Lihat ke Halaman Asli

Linda Erlina

Blogger and Academician

Kebhinekaan Indonesia Tercermin dalam Film "Lima"

Diperbarui: 14 Juni 2018   20:34

Kompasiana adalah platform blog. Konten ini menjadi tanggung jawab bloger dan tidak mewakili pandangan redaksi Kompas.

Poster Film Lima (Sumber: jadwalnonton.com)

Beberapa saat yang lalu, saya dan rekan-rekan blogger mendapatkan kesempatan untuk menonton screening film "Lima" di Djakarta Theater, Sarinah. Film yang berbau "kebhinekaan" ini jelas mengusik saya dengan penuh tanda tanya, akan seperti apa filmnya ya? Akankah memenuhi ekspektasi saya?

Jawaban ini saya dapatkan ketika menonton film Lima yang berdurasi sekitar 110 menit ini. Perlahan, adegan demi adegan merebut perhatian saya dan juga membuat saya mengenang kembali beberapa peristiwa dalam kehidupan saya.

Kisahnya Fara, Aryo dan Adi sedang dirundung duka karena kepergian ibu mereka. Kedukaan mereka rupanya juga diselingi dengan beberapa perdebatan mengenai bagaimana prosesi penguburan jasad mendiang sang ibu. Ibu mereka merupakan seorang mualaf, berpindah keyakinan yang semula protestan menjadi muslim. Fara sendiri mengikuti jejak ibunya sebagai muslim, sedangkan Aryo masih tetap protestan. Fara melarang Aryo untuk mengantarkan jasad ibunya ke liang lahat, karena harus dalam kondisi wudhu. 

Aryo jelas tidak terima dengan keputusan Fara, ia menganggap bahwa sebagai anak laki-laki tertua, ia wajib untuk mengantar sang ibu ke tempat peristirahatannya yang terakhir sebagai wujud baktinya. Perdebatan ini akhirnya menemui solusinya, Aryo diperbolehkan untuk memenuhi keinginannya. Prosesi pemakaman berlangsung dengan baik dan lancar, pihak saudara dari aayah dan ibu yang berbeda keyakinan (protestan dan islam) juga tergambarkan dengan sangat rukun dan penuh dengan toleransi.

Setelah kepergian sang ibu, mereka menjalani kehidupan mereka masing-masing seperti biasa. Fara kembali melatih atlet renang, Aryo kembali ke distro, dan Adi juga kembali bersekolah. Ternyata kehidupan tidak semulus yang mereka duga. Fara mengalami pergolakan batin ketika ia harus memutuskan siapa atlet renang yang berhak maju ke ajang Asian Games 2018, sementara ia sendiri sangat menentang keputusan dari atasannya yang "memaksa" untuk memasukkan atlet yang merupakan "pribumi". Fara memilih untuk objektif, ia tidak suka ketika urusan profesionalitas dicampuradukkan dengan masalah ras dan warna kulit. 

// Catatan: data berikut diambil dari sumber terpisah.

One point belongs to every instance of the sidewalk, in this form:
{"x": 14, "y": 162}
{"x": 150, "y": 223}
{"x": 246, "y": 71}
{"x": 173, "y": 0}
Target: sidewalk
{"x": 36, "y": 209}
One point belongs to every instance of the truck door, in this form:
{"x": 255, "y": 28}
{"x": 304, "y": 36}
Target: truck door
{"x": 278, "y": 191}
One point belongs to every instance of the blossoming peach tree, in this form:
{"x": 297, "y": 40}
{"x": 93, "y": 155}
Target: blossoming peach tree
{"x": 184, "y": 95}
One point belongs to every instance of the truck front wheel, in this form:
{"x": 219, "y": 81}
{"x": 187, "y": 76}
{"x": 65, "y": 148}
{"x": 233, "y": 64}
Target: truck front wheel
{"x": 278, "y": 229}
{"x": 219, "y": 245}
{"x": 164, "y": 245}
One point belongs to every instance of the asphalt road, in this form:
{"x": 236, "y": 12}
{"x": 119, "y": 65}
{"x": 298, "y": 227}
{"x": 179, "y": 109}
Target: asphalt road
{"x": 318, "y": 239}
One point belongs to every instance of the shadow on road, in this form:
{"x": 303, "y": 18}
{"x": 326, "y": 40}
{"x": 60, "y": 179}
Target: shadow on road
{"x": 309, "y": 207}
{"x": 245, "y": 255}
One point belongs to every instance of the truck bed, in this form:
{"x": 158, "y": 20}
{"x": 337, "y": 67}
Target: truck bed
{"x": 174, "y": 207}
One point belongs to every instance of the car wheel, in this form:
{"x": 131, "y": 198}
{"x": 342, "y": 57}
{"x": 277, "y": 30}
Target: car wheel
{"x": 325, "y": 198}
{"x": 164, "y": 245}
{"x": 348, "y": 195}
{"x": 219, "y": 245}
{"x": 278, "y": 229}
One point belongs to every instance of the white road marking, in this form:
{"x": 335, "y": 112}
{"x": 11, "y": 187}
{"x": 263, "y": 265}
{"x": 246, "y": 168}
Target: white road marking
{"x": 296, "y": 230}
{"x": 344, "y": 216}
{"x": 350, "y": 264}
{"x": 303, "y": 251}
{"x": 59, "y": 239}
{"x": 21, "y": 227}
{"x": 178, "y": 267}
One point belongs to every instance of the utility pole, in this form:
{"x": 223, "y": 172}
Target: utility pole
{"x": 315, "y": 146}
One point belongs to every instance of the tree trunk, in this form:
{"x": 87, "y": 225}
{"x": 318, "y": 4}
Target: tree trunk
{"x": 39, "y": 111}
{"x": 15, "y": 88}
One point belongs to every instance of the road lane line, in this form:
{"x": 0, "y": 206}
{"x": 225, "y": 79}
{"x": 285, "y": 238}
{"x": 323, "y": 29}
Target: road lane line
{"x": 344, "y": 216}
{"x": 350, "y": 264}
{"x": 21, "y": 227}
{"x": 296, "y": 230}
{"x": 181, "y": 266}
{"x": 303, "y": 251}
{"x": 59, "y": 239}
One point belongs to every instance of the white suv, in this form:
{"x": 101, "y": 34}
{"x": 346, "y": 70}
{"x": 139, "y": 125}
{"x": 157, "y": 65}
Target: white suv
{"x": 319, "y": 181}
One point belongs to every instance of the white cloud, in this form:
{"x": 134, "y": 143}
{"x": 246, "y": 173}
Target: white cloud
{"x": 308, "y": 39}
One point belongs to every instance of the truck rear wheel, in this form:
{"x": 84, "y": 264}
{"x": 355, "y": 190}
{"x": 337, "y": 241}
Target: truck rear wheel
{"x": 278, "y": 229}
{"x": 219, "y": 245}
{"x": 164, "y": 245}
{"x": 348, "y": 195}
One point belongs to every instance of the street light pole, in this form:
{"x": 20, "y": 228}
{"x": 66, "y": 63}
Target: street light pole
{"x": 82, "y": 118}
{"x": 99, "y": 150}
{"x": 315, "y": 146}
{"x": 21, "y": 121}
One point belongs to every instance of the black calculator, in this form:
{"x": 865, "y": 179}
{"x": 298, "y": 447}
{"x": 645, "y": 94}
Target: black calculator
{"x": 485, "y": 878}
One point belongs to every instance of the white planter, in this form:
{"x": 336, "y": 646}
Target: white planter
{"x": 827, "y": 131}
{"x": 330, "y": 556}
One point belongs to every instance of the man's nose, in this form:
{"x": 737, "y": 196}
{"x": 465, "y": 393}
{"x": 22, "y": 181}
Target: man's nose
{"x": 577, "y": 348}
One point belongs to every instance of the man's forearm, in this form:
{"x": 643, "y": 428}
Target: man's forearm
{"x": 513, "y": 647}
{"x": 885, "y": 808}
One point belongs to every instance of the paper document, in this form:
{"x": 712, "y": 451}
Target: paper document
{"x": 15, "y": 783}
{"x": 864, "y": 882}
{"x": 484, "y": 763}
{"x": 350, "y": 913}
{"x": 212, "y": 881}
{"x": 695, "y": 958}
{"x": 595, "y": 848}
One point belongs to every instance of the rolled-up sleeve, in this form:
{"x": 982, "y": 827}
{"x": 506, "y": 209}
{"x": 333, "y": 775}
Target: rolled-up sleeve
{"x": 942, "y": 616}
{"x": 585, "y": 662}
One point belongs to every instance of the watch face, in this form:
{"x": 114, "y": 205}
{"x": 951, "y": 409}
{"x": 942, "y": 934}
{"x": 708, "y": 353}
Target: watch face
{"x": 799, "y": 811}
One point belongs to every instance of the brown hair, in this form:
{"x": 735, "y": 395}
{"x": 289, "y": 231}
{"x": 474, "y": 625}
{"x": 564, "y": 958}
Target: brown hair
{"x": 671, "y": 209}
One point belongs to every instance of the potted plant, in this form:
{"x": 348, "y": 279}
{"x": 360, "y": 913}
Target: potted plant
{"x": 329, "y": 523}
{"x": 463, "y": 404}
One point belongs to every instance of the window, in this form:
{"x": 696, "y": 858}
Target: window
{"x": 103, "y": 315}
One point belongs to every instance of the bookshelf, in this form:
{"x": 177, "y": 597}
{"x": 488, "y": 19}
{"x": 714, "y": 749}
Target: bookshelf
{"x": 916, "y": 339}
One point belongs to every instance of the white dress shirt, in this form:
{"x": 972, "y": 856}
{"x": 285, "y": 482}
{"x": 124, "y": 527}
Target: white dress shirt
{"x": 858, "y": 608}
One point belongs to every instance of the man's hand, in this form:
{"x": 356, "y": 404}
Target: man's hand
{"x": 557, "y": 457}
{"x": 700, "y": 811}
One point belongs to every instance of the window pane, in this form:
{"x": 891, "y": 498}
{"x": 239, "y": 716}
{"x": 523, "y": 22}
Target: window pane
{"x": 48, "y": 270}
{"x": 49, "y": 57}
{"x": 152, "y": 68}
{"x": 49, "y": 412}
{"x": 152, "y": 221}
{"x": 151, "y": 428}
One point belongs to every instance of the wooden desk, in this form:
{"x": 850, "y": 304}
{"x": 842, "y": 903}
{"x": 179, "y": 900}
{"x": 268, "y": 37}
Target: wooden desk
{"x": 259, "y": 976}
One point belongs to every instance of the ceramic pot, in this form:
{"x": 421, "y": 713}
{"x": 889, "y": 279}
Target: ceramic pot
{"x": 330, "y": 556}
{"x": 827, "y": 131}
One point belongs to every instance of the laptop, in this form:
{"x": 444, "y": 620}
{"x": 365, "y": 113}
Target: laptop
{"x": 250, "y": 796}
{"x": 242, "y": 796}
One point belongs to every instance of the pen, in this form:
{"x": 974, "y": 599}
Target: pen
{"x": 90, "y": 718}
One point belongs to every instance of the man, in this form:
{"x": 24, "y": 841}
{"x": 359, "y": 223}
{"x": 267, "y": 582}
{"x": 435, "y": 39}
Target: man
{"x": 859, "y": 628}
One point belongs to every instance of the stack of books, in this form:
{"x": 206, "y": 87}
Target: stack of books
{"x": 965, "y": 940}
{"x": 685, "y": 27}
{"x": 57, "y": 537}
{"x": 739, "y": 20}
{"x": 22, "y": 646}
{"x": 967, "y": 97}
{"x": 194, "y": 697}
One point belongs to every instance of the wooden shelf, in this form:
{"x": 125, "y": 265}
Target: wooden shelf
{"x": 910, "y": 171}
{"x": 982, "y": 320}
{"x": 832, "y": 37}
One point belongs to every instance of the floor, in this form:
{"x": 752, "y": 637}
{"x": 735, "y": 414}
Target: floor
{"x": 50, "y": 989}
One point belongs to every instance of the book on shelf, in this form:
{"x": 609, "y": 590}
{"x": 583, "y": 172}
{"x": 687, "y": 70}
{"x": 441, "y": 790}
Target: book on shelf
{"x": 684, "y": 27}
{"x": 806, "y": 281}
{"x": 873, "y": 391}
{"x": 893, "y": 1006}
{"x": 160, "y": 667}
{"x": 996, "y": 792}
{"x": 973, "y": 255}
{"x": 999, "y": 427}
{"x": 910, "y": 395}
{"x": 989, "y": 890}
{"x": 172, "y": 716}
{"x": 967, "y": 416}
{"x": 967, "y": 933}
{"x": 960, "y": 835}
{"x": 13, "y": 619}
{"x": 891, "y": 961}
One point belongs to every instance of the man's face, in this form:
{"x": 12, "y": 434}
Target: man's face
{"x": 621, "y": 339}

Lain halnya dengan Aryo, yang juga mengalami masalah dengan rekan kerjanya di distro, selisih pendapat membuat Aryo akhirnya harus berhenti dari distro usaha yang juga dibangunnya sendiri bersama rekannya itu, Aryo pun mengalami masa sulit ketika kehilangan pekerjaannya. Begitupula dengan Adi, kehidupannya sebagai siswa SMA rupanya tidak berjalan dengan lancar. Pergaulannya dengan teman-temannya tidak seperti remaja lain yang mengalami pertemanan yang menyenangkan. Adi seringkali di-bully oleh teman-temannya karena ia cenderung tertutup dan terkesan sebagai "anak mama". 

Hingga suatu hari ia terlibat dalam pengejaran seorang pencuri di rel kereta. Pencuri tersebut tertangkap dan dihakimi ramai-ramai oleh para lelaki yang mengejarnya, salah satunya adalah teman sekelasnya. Pencuri tersebut memohon ampun atas buku yang dicurinya, buku tersebut akan diberikan kepada adiknya. Adi berusaha untuk mencegah main hakim sendiri tersebut lebih jauh, namun ia sendiri kena pukul oleh para lelaki itu. Sadisnya lagi, main hakim itu berujung pada pembakaran sang pencuri buku. Tidak hanya kakak beradik yang mengalami masalah, ternyata Bi Ijah pun juga mengalami masalah ketika anaknya tertangkap ketika "ketahuan" mencuri 3 buah coklat milik sebuah perusahaan perkebunan coklat di daerah mereka tinggal.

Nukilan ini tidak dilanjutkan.